Weaver’s tenure also started a long-term trend of presidents naming secretaries of color to manage HUD. While this department initially served as a place of opportunity, more recently it has pigeon-holed minority secretaries or served as a safe space for presidents to place a secretary of color without ruffling any feathers. Biden is continuing this trend with his selection of Congresswoman Marcia Fudge as the new secretary. Biden reportedly considered Fudge for either the secretary of the Department of Agriculture or the secretary of HUD. While Fudge did accept the position, she said to reporters, “You know, it's always ‘we want to put the Black person in Labor or HUD’."

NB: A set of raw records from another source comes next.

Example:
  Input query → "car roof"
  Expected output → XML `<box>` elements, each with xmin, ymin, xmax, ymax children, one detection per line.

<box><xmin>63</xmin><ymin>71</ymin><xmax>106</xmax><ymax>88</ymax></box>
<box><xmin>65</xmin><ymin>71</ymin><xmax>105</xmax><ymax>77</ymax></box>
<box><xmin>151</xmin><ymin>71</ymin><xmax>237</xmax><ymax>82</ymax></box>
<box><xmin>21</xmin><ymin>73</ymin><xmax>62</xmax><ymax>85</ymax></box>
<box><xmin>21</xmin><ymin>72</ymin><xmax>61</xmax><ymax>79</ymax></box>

The power and prestige of the State Department is also a longstanding cabinet norm, starting in 1789 with George Washington’s appointment of Thomas Jefferson as the first secretary of state. Many presidents have selected powerful, well-respected statesmen who they didn’t know well as their secretaries of state, and then cultivated close relationships once in office. William Seward, secretary of state for Abraham Lincoln, and Hamilton Fish, secretary of state for Ulysses S. Grant, weren’t particularly close to the president before taking office, but they developed effective, respectful working relationships. 

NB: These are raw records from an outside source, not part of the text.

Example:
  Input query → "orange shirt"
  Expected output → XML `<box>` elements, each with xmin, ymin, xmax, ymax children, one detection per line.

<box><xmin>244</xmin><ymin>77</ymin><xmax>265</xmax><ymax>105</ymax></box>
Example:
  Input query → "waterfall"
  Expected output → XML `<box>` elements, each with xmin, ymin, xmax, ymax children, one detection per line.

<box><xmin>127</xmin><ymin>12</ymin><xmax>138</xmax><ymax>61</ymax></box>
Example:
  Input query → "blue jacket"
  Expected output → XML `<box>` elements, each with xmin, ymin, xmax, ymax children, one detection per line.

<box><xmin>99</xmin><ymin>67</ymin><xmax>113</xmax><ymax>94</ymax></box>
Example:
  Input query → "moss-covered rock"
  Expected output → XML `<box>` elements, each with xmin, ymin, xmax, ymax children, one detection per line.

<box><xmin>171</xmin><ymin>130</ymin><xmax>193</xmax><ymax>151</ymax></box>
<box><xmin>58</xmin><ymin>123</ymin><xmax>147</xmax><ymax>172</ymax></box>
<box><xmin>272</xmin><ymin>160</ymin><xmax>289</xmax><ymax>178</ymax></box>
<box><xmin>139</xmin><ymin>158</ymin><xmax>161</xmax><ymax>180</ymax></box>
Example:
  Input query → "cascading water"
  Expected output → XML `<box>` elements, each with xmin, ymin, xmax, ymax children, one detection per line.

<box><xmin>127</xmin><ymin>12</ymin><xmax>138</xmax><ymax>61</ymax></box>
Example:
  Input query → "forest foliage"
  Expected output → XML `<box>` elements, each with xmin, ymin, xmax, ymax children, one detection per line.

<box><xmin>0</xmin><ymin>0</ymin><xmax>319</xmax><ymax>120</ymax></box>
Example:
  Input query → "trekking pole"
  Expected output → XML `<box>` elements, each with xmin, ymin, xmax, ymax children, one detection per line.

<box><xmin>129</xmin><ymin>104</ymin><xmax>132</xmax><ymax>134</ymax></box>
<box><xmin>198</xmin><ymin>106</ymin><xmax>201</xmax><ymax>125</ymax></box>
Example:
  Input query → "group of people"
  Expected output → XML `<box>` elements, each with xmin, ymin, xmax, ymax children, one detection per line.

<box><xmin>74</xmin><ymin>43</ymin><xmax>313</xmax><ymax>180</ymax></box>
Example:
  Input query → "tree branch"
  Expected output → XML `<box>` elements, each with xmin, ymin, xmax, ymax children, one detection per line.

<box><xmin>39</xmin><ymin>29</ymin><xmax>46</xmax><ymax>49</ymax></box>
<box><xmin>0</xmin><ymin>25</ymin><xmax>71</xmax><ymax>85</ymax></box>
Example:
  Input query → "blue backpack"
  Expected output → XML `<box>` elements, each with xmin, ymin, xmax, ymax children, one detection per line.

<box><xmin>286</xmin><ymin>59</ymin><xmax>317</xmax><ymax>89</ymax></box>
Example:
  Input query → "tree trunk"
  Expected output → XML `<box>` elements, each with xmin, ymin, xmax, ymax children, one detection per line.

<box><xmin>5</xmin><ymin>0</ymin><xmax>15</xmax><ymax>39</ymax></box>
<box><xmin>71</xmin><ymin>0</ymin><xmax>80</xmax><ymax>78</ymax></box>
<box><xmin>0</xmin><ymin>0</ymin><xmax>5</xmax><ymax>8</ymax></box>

Other presidents have picked nominees for this powerful office with whom they already have a close rapport — especially when presidents already show a predilection for foreign affairs themselves. Thomas Jefferson (the first ever secretary of state) chose his best friend and longtime confidant, James Madison, as his secretary of state. As the commander of Allied forces in Europe during World War II and the former NATO commander, Dwight D. Eisenhower’s diplomatic credentials were unparalleled. He was so close with Secretary of State John Foster Dulles that they spoke up to 10 times per day, and Dulles regularly visited the White House at the end of the work day to enjoy a cocktail with the president. And of course, George H.W. Bush, the former ambassador to China and director of the CIA, selected his very best friend, James Baker III, as his secretary of state. 

Biden’s attention to foreign policy is well-documented. He served as the ranking member and the chairmen of the Senate Committee on Foreign Relations and adopted a robust foreign policy portfolio as vice president. Following the precedent established by his predecessors, it’s no surprise he elected to continue this tradition by naming a close ally and longtime advisor, Tony Blinken, as the next secretary of state.

Finally, most presidents have used cabinet positions to reward supporters and promote up-and-coming leaders in their party. Past presidents have often doled out cabinet nominations to longtime political supporters, important figures in their campaign or political rivals that acknowledged defeat gracefully and endorsed the president. For example, Andrew Jackson chose his longtime friend and Tennessee politician John Eaton as his secretary of war. Abraham Lincoln filled his Cabinet with political rivals, including Salmon P. Chase as secretary of the treasury. And Woodrow Wilson nominated perennial Democratic candidate William Jennings Bryan as secretary of state after Bryan endorsed Wilson’s campaign. 

Biden’s choice of Pete Buttigieg to lead the Department of Transportation reflects these political calculations. Buttigieg campaigned in the Democratic Primary against Biden as an alternative moderate choice, but dropped out and endorsed Biden before the Super Tuesday primaries. After Biden won the Democratic nomination, Buttigieg served as a powerful surrogate, frequently appearing on Fox News to attack President Donald Trump and advocate for Biden’s campaign. That loyalty was rewarded with a cabinet position, which also symbolizes Biden’s tacit support for Buttigieg’s political future.

All new presidencies and cabinets are historic in their own right, and Biden’s administration seems poised to break barriers and establish new precedents. And yet, so much of the presidency and its relationship to the cabinet is governed by norm and custom. Biden’s Cabinet choices reflect the ongoing power of those norms and the long history of the institution.